One such case is perhaps in creating a CSS framework. Such client-side frameworks are intended to be cacheable, and can include a standardized graphical vocabulary. Such visual vocabularies are already commonplace on the Web today, as in the case of icons for things like folders on a filesystem, creative commons licenses, or the RSS feed symbol. In these instances where change is unlikely or slow, maintainability may not be such a big issue. Therefore, directly encoding binary assets like these images into certain style sheets may make a lot of sense from a performance standpoint.

Another mitigating factor is the ability to post-process your source files, such as is often done when minifying JavaScript. These extra build steps may seem like the up-front effort isn’t worth it, but they are exactly the kinds of things forward-thinking developers should be doing to give their future selves a helpful hand.

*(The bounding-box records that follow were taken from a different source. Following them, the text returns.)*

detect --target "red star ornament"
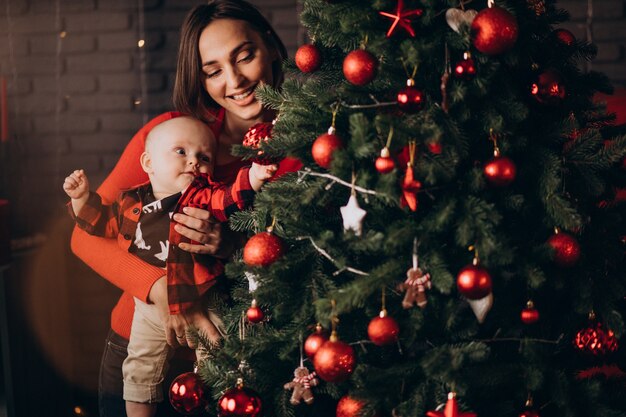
[426,392,477,417]
[378,0,424,38]
[400,164,422,211]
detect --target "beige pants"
[122,298,225,403]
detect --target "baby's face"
[144,117,216,194]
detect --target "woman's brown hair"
[173,0,287,121]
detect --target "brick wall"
[0,0,626,410]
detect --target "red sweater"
[71,109,301,339]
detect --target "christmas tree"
[188,0,626,417]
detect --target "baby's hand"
[250,162,278,181]
[63,169,89,199]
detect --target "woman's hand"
[174,207,239,259]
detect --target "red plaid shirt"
[68,168,255,314]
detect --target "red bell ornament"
[304,323,328,359]
[453,52,476,81]
[169,372,209,416]
[376,146,396,174]
[343,49,378,86]
[313,332,356,382]
[471,6,519,55]
[367,310,400,346]
[243,227,285,267]
[397,78,425,113]
[520,300,539,324]
[456,260,491,300]
[295,44,322,73]
[217,379,262,417]
[311,127,343,169]
[530,69,566,105]
[548,232,580,268]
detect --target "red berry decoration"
[169,372,209,416]
[471,6,518,55]
[376,146,396,174]
[246,300,265,323]
[453,52,476,81]
[573,312,618,356]
[552,29,576,46]
[313,332,356,382]
[530,69,566,105]
[456,260,491,300]
[241,122,278,165]
[483,154,517,187]
[243,227,285,266]
[304,323,328,359]
[397,78,425,113]
[367,310,400,346]
[217,379,262,417]
[311,127,343,169]
[520,300,539,324]
[295,44,322,73]
[343,49,378,86]
[548,232,580,268]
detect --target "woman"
[72,0,298,417]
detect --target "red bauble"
[573,321,618,356]
[453,53,476,81]
[243,231,284,266]
[530,69,566,105]
[335,395,365,417]
[397,78,425,113]
[246,300,265,323]
[241,122,278,165]
[343,49,378,86]
[471,6,518,55]
[217,386,262,417]
[552,29,576,46]
[483,156,517,187]
[304,325,328,359]
[456,265,491,300]
[313,336,356,382]
[311,128,343,169]
[548,232,580,268]
[295,44,322,72]
[520,301,539,324]
[169,372,209,416]
[367,313,400,346]
[376,146,396,174]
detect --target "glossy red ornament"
[304,324,329,359]
[367,310,400,346]
[453,52,476,81]
[471,6,518,55]
[311,127,343,169]
[376,146,396,174]
[246,300,265,323]
[520,300,539,324]
[169,372,209,416]
[573,313,618,356]
[456,264,491,300]
[217,384,262,417]
[530,69,566,105]
[243,229,285,266]
[548,232,580,268]
[483,156,517,187]
[552,29,576,46]
[396,78,425,113]
[343,49,378,86]
[313,335,356,382]
[295,44,322,73]
[241,122,278,165]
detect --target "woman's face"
[198,19,277,120]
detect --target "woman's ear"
[139,152,152,174]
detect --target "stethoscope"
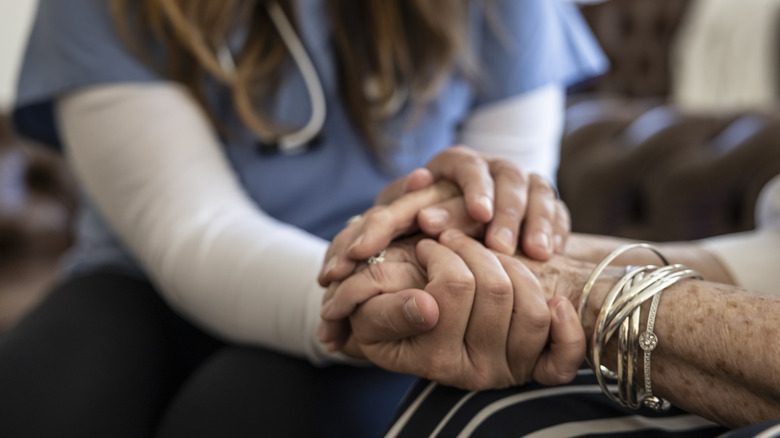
[217,2,327,154]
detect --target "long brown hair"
[112,0,475,153]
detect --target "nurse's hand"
[330,232,585,390]
[319,146,570,286]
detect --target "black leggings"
[0,271,412,438]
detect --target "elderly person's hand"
[323,231,585,389]
[319,146,570,286]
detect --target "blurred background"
[0,0,780,333]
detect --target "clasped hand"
[322,230,585,390]
[318,148,585,389]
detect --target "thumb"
[533,297,585,385]
[351,289,439,344]
[375,167,433,205]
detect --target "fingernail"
[320,301,333,319]
[422,207,450,227]
[317,324,327,343]
[404,297,425,325]
[347,234,364,253]
[493,228,515,251]
[322,256,338,277]
[555,301,572,322]
[530,231,550,251]
[477,195,493,217]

Of course, since Internet Explorer still doesn’t play nice with the data: URI scheme, we can’t take full advantage of the potential benefits of using it today. Nevertheless, even if you can’t do this now, it’s nice to know about the capability should you need the performance boost in the future.

Free book: Jump Start HTML5 Basics

Grab a free copy of one our latest ebooks! Packed with hints and tips on HTML5's most powerful new features.

  • http://www.japan-website.com/ pavan_patil

    Thats True! But I wonder why no comment yet…! ITs my pleasure to comment first.
    I think you have mis out something…. ! something about the feed
    feedURI = ‘feed:’ absoluteURI | ‘feed://’ hier_part

    the syntax for the ‘absoluteURI’ and ‘hier_part’ are defined in section 3 of [RFC2396]. A “feed” URI is basically the string ‘feed:’ or ‘feed://’ followed by a URI which when accessed over the network returns a representation of the data feed. If the “feed” URI string begins with the string ‘feed://’ then it MUST be followed by an authority with optional path and query string with the scheme for the URI for accessing the data feed being inferred as the “http” scheme. If the “feed” URI string begins with the string ‘feed:’ then it must be followed by an absolute URI which is the network accessible location of the data feed.

    Registry Easy

  • http://MeitarMoscovitz.com/ Meitar

    @pavan_patil: URI schemes in general have the syntax you describe, yes, but the data: URI scheme doesn’t have any provision for an authority or path section. I think this is because those things are implied by virtue of the data being inline. So, for instance, when you access http://example.com/index.html and it contains an inlined image, then there’s no second HTTP request made, and thus no need to specify an authority or path because those are already known to be example.com and /index.html, respectively.

  • Michael

    Data URIs have some other performance related downsides. The data is base 64 encoded, and this makes the size a lot bigger. Your UI thread is going to be occupied parsing this large chunk of data. Most sites put their images on a separate domain, so the browser will download it in parallel to rendering the page.

  • Drakim

    Also, Data URIs doesn’t cache like normal images. If you make a small small change to the CSS file which has a background image in the Data URI format, then the entire file, including the image, must be downloaded over again. This combined with the fact that base 64 encoding is very ineffective, can produce quite a slowdown to somebody with a slow internet connection.

    Data URIs have their use, especially if you are writing a game in JavaScript, but for regular webpage optimizing, I recommend CSS sprites to reduce the number of http calls, not Data URIs. A plus side of this is that you don’t shut out 70% of the market (IE users).